In 2015, our university was one of the first in Russia to implement the digitalisation of the admission campaign, and in the first year, more than half (56 percent) of applicants used the opportunity to apply online. Last year, as many as 97 percent of applications were made through the "Applicant's Personal Account" on our website and the State Service website "Application for university admission", and 3 percent used the services of the Russian Post. The digital infrastructure has enabled us to make the 2020 admissions campaign run virtually in normal mode.
Every year well-trained, talented and motivated young people choose us - the university implements dozens of projects across the country as part of the author's professional navigation programme. As a result, the competition for admission is growing steadily, and today the university is among the best in Russia in the quality of its admissions: the average [uniform state examination] score of applicants has increased from 67.3 in 2012 to 88.4 in the 2020 admission campaign.
Sputnik: Which fields of study are most popular with applicants?
Alevtina Chernikova: We are seeing a steady growth in almost all technical fields - materials science, mining and metallurgy. But the demand for IT training is rising most actively. Today, NUST MISIS is among the top five most in-demand universities in the country that provide training in IT specialities, and the average score of the USE in some areas of study at the College of Information Technologies and Computer Sciences is close to 100. Among the popular specialities in this field are applied computer science, applied mathematics, computer science and computer engineering.
Sputnik: How do you solve the challenge of training staff for the university?
Alevtina Chernikova: NUST MISIS works with leading academic and business partners in Russia and around the world, and there is something to learn from each of them.
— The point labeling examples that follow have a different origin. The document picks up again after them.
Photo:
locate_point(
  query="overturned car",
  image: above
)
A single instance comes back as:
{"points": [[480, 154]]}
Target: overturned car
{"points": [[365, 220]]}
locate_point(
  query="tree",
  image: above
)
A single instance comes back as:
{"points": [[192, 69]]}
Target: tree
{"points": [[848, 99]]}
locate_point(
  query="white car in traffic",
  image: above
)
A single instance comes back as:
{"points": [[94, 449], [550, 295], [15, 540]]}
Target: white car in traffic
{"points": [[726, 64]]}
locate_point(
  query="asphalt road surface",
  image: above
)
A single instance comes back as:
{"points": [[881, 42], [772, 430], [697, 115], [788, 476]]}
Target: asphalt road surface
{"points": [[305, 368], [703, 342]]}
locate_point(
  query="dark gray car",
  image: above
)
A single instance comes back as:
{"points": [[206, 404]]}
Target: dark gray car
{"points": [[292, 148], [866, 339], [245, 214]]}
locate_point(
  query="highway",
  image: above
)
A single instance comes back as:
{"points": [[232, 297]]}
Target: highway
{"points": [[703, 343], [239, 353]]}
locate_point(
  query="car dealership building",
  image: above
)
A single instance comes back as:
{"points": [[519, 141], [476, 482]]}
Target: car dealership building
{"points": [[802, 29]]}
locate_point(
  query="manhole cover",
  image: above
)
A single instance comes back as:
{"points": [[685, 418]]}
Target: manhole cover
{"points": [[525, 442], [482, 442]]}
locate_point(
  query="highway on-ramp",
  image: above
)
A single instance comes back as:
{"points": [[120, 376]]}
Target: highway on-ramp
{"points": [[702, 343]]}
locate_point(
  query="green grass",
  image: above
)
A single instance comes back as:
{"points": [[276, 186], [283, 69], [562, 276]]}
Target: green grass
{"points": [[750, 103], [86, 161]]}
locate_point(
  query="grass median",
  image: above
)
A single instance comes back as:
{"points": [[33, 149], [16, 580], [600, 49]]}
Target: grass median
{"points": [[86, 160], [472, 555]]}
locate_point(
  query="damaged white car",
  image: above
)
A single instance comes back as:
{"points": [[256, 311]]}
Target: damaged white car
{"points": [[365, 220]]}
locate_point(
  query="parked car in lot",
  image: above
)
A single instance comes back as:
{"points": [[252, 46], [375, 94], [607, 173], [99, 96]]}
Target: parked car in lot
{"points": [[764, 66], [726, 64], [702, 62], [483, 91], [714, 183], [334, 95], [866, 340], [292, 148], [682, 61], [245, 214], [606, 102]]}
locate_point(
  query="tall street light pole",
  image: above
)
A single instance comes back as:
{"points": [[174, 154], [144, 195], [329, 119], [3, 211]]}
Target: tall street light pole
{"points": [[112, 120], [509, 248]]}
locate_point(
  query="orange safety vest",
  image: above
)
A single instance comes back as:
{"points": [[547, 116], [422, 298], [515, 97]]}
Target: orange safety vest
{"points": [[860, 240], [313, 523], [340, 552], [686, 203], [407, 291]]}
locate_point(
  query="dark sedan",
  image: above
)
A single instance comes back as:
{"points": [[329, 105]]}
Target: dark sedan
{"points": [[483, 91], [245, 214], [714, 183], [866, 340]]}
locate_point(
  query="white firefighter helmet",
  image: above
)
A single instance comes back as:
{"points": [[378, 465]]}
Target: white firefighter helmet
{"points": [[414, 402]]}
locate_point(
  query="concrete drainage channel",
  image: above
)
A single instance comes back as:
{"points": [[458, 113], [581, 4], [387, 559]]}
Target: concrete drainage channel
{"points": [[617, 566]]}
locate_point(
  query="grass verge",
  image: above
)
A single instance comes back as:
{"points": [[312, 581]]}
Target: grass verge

Our teachers are interned in world-class holdings, such as Metalloinvest LLC, OMK CJSC, PJSC Sberbank, with whom we have been working fruitfully for many years to create and adapt educational programmes.
The University is an official participant in MegaScience-level projects: our scientists and professors are at present undertaking internships on the two CERN experiments - LHCb and SHiP. Academic partners in educational projects with CERN include renowned scientific and educational centres such as INFN, the University of Naples Federico II, the University of Zurich, Imperial College London and several other universities and companies.
To ensure that our lecturers can promptly acquire the necessary knowledge and competencies, in 2019 NUST MISIS opened the School of Pedagogical Excellence - one of the elements of the university's digital ecosystem that promotes new educational technologies and disseminates best practices. Last December, we launched, with University College London, a unique teacher re-education project focused on the development of competitive educational programmes in priority areas for the university. To date, more than 700 teachers have been trained.
Sputnik: What are the prospects for inter-university cooperation in training?
Alevtina Chernikova: No national or global problem can be solved by professionals of a single field. The solution lies within metadisciplinary framework – the integrated linking of the capabilities of different fields of science. In this regard, I consider it extremely important to promote the creation, development and strengthening of horizontal communication between universities and research centres. In this manner, we create new opportunities for our students.